A veeery simplified wiring :)

lessons learned

  • What starts as a simple “digital output HIGH” in class becomes a whole different beast when you’re wiring a real DC motor in a shoebox. This project pushed me to apply textbook concepts — signal timing, voltage thresholds, component tolerance — in real-world conditions where perfection is optional and duct tape is king.

  • There’s nothing like watching your circuit fail because you didn’t include a transistor. Working with motors taught me more than just electronics — it taught me respect for safe power delivery and how one small oversight can compromise your entire setup. Lesson learned: always plan your circuit like it wants to explode.

  • Sensors don’t behave like the datasheets promise — especially not when ambient light, electrical noise, and sketchy jumper wires get involved. This project forced me to embrace iterative debugging, patience, and the joy of realizing that the problem wasn’t your fault this time. Probably.

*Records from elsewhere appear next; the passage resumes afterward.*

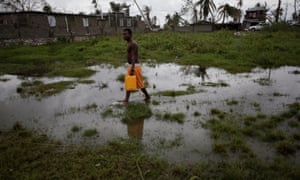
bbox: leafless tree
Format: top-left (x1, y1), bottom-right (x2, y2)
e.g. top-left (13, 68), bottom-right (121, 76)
top-left (0, 0), bottom-right (48, 12)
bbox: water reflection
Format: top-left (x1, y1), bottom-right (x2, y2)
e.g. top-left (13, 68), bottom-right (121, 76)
top-left (0, 64), bottom-right (300, 165)
top-left (127, 119), bottom-right (144, 139)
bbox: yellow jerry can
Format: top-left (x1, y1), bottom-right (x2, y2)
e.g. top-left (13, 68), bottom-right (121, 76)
top-left (125, 75), bottom-right (137, 91)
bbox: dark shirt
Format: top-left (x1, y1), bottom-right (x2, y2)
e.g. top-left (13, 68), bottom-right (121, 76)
top-left (127, 40), bottom-right (139, 64)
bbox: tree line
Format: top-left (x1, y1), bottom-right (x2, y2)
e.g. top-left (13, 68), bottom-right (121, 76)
top-left (0, 0), bottom-right (300, 27)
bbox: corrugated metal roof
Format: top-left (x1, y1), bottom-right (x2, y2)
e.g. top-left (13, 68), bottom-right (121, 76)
top-left (246, 7), bottom-right (267, 11)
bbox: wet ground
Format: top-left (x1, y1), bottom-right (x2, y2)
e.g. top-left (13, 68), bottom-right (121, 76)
top-left (0, 64), bottom-right (300, 163)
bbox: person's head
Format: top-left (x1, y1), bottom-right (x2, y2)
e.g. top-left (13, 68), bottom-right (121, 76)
top-left (123, 28), bottom-right (132, 41)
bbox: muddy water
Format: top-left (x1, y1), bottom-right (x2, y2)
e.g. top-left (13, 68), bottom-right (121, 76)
top-left (0, 64), bottom-right (300, 163)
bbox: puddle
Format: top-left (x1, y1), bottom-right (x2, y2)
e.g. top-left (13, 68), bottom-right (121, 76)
top-left (0, 64), bottom-right (300, 163)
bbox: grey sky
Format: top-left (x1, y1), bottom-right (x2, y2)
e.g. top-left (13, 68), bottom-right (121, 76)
top-left (47, 0), bottom-right (294, 25)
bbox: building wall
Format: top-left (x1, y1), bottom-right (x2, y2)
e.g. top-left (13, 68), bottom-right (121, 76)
top-left (174, 24), bottom-right (213, 32)
top-left (0, 12), bottom-right (145, 40)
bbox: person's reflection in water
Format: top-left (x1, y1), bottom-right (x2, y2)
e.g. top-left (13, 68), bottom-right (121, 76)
top-left (127, 119), bottom-right (144, 139)
top-left (195, 66), bottom-right (209, 81)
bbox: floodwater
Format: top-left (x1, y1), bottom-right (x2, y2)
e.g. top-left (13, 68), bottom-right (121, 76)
top-left (0, 64), bottom-right (300, 163)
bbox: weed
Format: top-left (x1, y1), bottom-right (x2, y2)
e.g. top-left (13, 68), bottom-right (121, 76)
top-left (152, 100), bottom-right (160, 106)
top-left (194, 111), bottom-right (201, 117)
top-left (101, 108), bottom-right (113, 118)
top-left (263, 130), bottom-right (286, 142)
top-left (17, 81), bottom-right (74, 97)
top-left (201, 81), bottom-right (229, 87)
top-left (122, 103), bottom-right (152, 124)
top-left (288, 120), bottom-right (299, 128)
top-left (0, 128), bottom-right (299, 179)
top-left (213, 143), bottom-right (228, 155)
top-left (226, 99), bottom-right (239, 106)
top-left (116, 74), bottom-right (125, 83)
top-left (273, 92), bottom-right (288, 97)
top-left (84, 103), bottom-right (98, 111)
top-left (77, 80), bottom-right (95, 84)
top-left (276, 140), bottom-right (297, 155)
top-left (162, 112), bottom-right (185, 124)
top-left (71, 125), bottom-right (82, 133)
top-left (210, 108), bottom-right (226, 119)
top-left (83, 129), bottom-right (98, 137)
top-left (244, 116), bottom-right (256, 126)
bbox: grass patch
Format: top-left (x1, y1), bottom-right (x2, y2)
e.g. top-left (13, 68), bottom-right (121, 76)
top-left (201, 81), bottom-right (229, 87)
top-left (162, 112), bottom-right (185, 124)
top-left (226, 99), bottom-right (239, 106)
top-left (116, 74), bottom-right (125, 83)
top-left (17, 81), bottom-right (74, 98)
top-left (71, 125), bottom-right (82, 133)
top-left (101, 108), bottom-right (114, 118)
top-left (83, 129), bottom-right (98, 137)
top-left (155, 85), bottom-right (197, 97)
top-left (0, 30), bottom-right (300, 77)
top-left (122, 103), bottom-right (152, 124)
top-left (84, 103), bottom-right (98, 111)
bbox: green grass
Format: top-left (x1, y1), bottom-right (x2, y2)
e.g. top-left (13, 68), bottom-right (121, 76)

  • No PCB? No proper motor driver? No problem. I built the prototype with what I had — a shoebox, a soldering iron, and some stubbornness. It was the perfect reminder that engineering is creativity under constraints, and good design starts at “minimum viable” before it gets fancy.

  • Everything might work perfectly on its own, but once you combine it all… chaos. I learned the hard way that system integration needs its own love: wiring stability, power distribution, fallback logic, even basic UX if you want people to use it without panic. Building a device means building an experience.